The latest to lose his nerve is Allister Heath, who writes very well and sensibly about most things, but seems to have lost both perspective and ambition in his latest piece for the Telegraph.
For in truth, small-C conservatives and believers in small government and individual liberty have very little to fear from Jeremy Corbyn becoming leader of Her Majesty’s Loyal Opposition. But the fact that notes of panic are creeping in – even among stalwarts such as Allister Heath – reveals a deeper malaise within British conservatism, one which needs to be quickly identified and rooted out.
Heath begins well enough:
Britain needs as many pro-capitalist parties as it can get. For a brief period in the mid-1990s, it had at least three: the Tories, a reformed Labour Party under Tony Blair which appeared ready to embrace markets for the first time, and the Liberal Democrats, who at the time were still pretty centrist.
It seemed as if the free-market counter-revolution of the 1970s and 1980s, combined with the collapse of the Soviet Union and Warsaw Pact, had finally killed off socialism. The choice from now on would be between a particular brand of capitalism, with varying degrees of intervention, but nobody would any longer suggest ending the economic system that has created so much wealth for humanity over the past 250 years.

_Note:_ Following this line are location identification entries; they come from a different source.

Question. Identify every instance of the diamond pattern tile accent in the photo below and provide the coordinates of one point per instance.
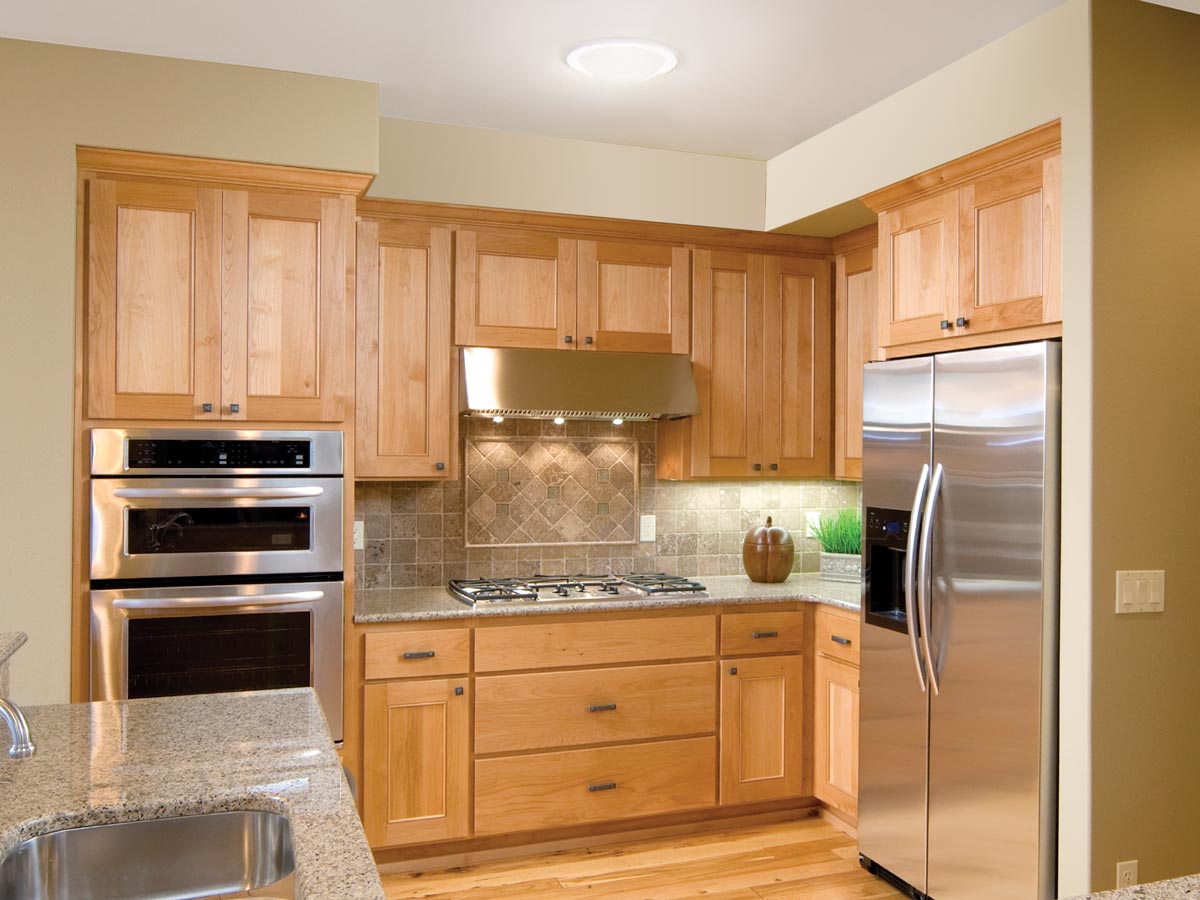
(521, 492)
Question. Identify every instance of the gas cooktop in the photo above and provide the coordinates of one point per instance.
(570, 588)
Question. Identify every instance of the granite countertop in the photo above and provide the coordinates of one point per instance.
(1186, 888)
(425, 604)
(120, 761)
(10, 642)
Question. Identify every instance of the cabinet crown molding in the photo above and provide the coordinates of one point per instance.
(1031, 144)
(95, 161)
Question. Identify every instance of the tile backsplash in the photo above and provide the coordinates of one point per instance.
(417, 531)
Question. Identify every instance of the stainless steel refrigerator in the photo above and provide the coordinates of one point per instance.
(958, 735)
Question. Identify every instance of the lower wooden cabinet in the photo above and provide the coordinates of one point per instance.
(835, 735)
(762, 729)
(417, 761)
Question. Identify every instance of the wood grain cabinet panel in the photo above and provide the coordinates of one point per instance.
(515, 289)
(633, 298)
(762, 729)
(417, 761)
(835, 735)
(154, 301)
(552, 709)
(406, 414)
(570, 787)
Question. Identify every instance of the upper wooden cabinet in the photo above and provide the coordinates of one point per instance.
(406, 414)
(761, 343)
(855, 343)
(209, 304)
(533, 289)
(971, 252)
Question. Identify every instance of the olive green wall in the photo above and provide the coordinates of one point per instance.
(52, 99)
(1146, 423)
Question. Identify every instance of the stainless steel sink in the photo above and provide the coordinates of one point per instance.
(184, 858)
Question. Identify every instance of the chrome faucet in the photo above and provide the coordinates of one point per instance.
(18, 727)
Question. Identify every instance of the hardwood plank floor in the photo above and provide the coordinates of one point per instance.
(803, 859)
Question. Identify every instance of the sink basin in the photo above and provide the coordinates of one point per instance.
(184, 858)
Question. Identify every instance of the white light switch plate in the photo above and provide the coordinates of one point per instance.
(1141, 591)
(648, 528)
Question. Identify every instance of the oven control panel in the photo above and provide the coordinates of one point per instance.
(187, 454)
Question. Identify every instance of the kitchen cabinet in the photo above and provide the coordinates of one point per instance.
(761, 345)
(417, 761)
(762, 729)
(216, 305)
(855, 343)
(544, 291)
(971, 253)
(406, 397)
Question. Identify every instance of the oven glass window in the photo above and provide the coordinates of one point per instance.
(213, 654)
(215, 529)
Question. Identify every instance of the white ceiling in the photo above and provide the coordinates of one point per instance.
(755, 77)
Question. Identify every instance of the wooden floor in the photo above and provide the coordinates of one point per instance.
(805, 859)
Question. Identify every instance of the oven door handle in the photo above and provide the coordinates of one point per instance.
(186, 603)
(215, 493)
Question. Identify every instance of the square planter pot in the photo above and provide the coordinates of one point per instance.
(841, 567)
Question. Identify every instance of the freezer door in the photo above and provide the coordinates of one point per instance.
(994, 576)
(898, 405)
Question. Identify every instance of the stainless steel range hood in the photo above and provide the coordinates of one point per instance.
(576, 384)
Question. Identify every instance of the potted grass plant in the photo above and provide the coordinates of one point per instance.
(840, 535)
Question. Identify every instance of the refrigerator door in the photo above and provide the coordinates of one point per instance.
(898, 405)
(994, 580)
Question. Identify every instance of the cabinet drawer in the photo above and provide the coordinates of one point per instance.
(762, 633)
(556, 645)
(837, 634)
(552, 709)
(409, 654)
(580, 786)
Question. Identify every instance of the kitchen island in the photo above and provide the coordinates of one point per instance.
(121, 761)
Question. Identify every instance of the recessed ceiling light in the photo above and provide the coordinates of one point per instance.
(622, 60)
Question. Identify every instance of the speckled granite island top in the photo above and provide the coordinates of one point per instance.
(1186, 888)
(153, 759)
(425, 604)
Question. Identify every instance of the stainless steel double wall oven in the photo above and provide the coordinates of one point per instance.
(216, 563)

So far, so true. Yes, indeed there was a large degree of consensus from the mid-1990s through the early New Labour era, and yes, this consensus broadly accepted free markets and the fact that people could become filthy rich, so long as they paid their taxes. But there was also a consensus among all parties that the European Union was a great and benevolent institution, and that we should happily cede ever more sovereignty to Brussels in the service of some “common European” good.